I think people taking responsibility for their actions is primary; this is my opinion as a prisoners daughter.

I also think that because we [black folks] have been failed so miserably in the past by social constructs and the educational system we are going to have a more difficult time fitting into the framework that is considered appropriate and mainstream; this is my opinion as the wife and mother of a black men/boys.

But if we encourage more and diminish less, it can all be done.

somemeofbeauty said...

I definitely see and acknowledge the position and plight of the black man in this society. I work with inner city youth ages 16-24 and its shocking how many of the men have to miss school to answer a criminal summons for loitering, riding scooters, being in the park after dark..random "offenses" that will easily turn into a warrant if ignored for more than 30 days. So I see how our men are being tracked into the criminal justice system and that they are infact targeted and harassed by law enforcement. I do not for a minute believe that blacks commit more crimes than whites.

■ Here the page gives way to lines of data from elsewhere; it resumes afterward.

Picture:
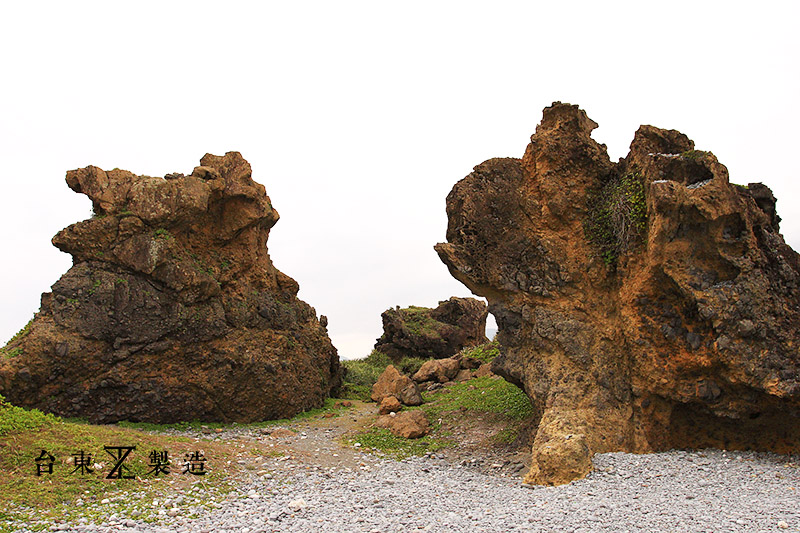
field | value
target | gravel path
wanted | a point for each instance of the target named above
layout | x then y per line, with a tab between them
674	491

However as I contemplate tattooing "Waiting to Exhale" on my forehead this realization is of no comfort. My problem with black men and men in general is the misogyny, the carelessness, the sense of entitlement expressed towards black women. When I think of the realities of being a black man in america it makes me want to embrace, nurture, and comfort them. It makes me want to offer everything I have so that I can be that soft safe space for him to turn. But I know through my own realties and that of those around me that that attitude towards the black man will leave me drained and exploited. It seems that there was a time when black men knew and valued black women as their most trusted supporter. They saw us as their partner rather than their opponent or some sort of recreational activity. I feel that time is almost gone.